Mit Smartphone und GPS gegen den Borkenkäfer
So frisst sich ein Borkenkäfer durchs Holz
TEXT: ALEXANDER PULFER & PASCAL MATHIS /
TITELBILD: LISA SCHÄUBLIN (NMBE)
Der Frühling hat den Bremgartenwald erreicht. Und auch der Borkenkäfer erwacht wieder: Er hat sich aus seiner Winterresidenz unter der Baumrinde oder aus dem Boden befreit und bohrt sich nun durch die Rinde in noch gesunde Fichten. Vor einer dieser Fichten steht ein Waldfachmann des Forstbetriebes der Burgergemeinde Bern und spricht in sein Telefon. Er hat frische Bohrlöcher entdeckt und hält den Schaden digital über Spracheingabe auf einer App fest: „Kalamität, Fichte BHD 55 cm, Borkenkäfer; Kommentar mit Seilwinde in Rückegasse fällen“. Gleichzeitig markiert er den Baum mit einem Z auf jeder Seite als sog. Zwangsnutzungsbaum, also als ein Baum, der beschädigt ist.
Dank GPS betroffene Bäume punktgenau lokalisieren
Sein Mobiltelefon ist mit einem leistungsstarken GPS-Sender verknüpft, der zusätzlich den genauen Standort aufzeichnet. Über WLAN werden die gesammelten Daten in eine Datenbank übernommen. Zeitgleich im Büro des Forstbetriebes: Ein Mitarbeiter sieht sich auf seinem Computer die gesammelten Daten an.
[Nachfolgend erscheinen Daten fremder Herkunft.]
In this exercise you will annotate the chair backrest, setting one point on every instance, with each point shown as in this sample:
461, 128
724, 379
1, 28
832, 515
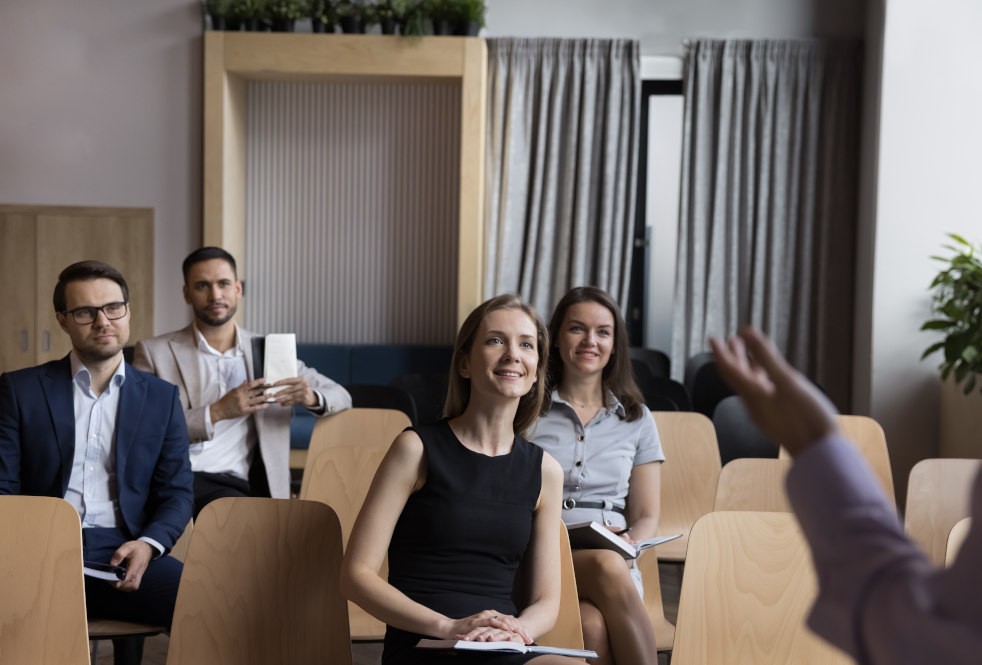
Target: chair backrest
737, 434
42, 613
747, 587
939, 494
653, 602
376, 396
373, 428
688, 476
261, 585
869, 438
753, 484
340, 477
568, 631
956, 537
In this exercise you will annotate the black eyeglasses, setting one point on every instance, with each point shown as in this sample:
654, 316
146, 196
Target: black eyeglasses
86, 315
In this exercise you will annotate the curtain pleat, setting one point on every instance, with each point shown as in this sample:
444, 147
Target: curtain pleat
768, 203
563, 120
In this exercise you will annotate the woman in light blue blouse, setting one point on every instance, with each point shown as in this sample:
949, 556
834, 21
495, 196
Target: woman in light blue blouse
596, 425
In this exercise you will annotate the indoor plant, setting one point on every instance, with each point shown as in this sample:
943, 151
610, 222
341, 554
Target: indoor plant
957, 305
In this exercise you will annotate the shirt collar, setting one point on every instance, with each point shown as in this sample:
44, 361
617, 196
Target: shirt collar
612, 403
82, 376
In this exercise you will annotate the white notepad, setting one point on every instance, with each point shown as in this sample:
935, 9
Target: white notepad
281, 359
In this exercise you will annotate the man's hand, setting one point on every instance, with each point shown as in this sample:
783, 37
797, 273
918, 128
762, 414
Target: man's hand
782, 402
295, 390
135, 555
249, 397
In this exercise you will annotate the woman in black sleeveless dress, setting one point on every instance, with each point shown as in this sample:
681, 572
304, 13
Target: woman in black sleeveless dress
460, 504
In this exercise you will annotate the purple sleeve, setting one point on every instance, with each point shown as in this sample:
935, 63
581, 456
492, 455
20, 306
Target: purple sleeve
879, 598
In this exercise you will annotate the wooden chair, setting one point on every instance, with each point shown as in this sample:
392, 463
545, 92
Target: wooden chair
653, 602
261, 585
956, 539
938, 496
688, 477
747, 588
340, 477
42, 613
568, 631
753, 484
868, 436
362, 427
111, 629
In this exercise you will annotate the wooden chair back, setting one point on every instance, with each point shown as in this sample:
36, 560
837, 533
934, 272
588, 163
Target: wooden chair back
939, 494
42, 611
747, 588
340, 477
261, 585
688, 476
869, 438
752, 483
568, 631
653, 602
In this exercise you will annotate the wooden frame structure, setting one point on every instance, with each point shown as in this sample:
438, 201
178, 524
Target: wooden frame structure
231, 60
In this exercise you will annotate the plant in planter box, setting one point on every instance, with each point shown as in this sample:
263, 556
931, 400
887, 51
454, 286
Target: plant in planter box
410, 15
468, 16
322, 15
957, 305
283, 14
218, 10
350, 16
Dank den digitalen Einträgen hat er den Überblick über die befallenen Bäume und plant nun alle Eingriffe zur Bekämpfung des Borkenkäfers. Die geplanten Arbeiten sendet er anschliessend direkt an die ausführenden Forstarbeiter. Wieder im Wald, finden diese rasch zu den betroffenen Bäumen und können diese gezielt aus dem Wald entfernen.
Diese effizienten Abläufe werden durch das System „LogBuch“ ermöglicht, das der Forstbetrieb der Burgergemeinde Bern im letzten Jahr getestet und dieses Jahr eingeführt hat. Das System ermöglicht nicht nur eine schnelle Datenerfassung, sondern bietet auch weitere Funktionen wie das Führen von Pendenzenlisten oder die Aufzeichnung von Flächen. Es ist ein Paradebeispiel dafür, wie Digitalisierungsschritte auch der Natur zugute kommen können. Denn der sofort mögliche Eingriff in von Borkenkäfern befallene Bestände bleibt die effektivste Art, dessen Vermehrung zu bremsen und weitere Schäden möglichst gering zu halten.
Bäume entrinden, um den Wald zu schützen
Sind die betroffenen Bäume gefällt, müssen sie möglichst schnell aus dem Wald abtransportiert werden. Ist dies nicht möglich, ergreift der Forstbetrieb der Burgergemeinde Bern andere Massnahmen. Er setzt beispielsweise eine eigens entwickelte mobile Entrindungsanlage ein, die ganze Baumstämme schält und damit die Entwicklung des Borkenkäfers verhindert. Ergänzend dazu beschafft er aktuell eine Entrindungswalze, die direkt auf dem Vollernter eingesetzt wird und dünnere Stämme entrindet. Weiter werden zum Schutz der geernteten Baumstämme Netze und – nur wenn es nicht anders möglich ist – auch Insektizide eingesetzt.
Auch alle technischen Massnahmen zusammen reichen jedoch nicht aus, den Wald nachhaltig gegen die Auswirkungen des Klimawandels zu schützen. Aus diesem Grund strebt der Forstbetrieb der Burgergemeinde Bern mit einer angepassten Bewirtschaftung möglichst junge, vitale Baumbestände mit klimatauglichen Arten an. Dazu gehören beispielsweise Weisstannen, Douglasien und Eichen. Immer mit dem Ziel vor Augen, dass der Wald nicht nur nächsten oder übernächsten Sommer intakt ist, sondern auch noch in den kommenden Jahrzehnten.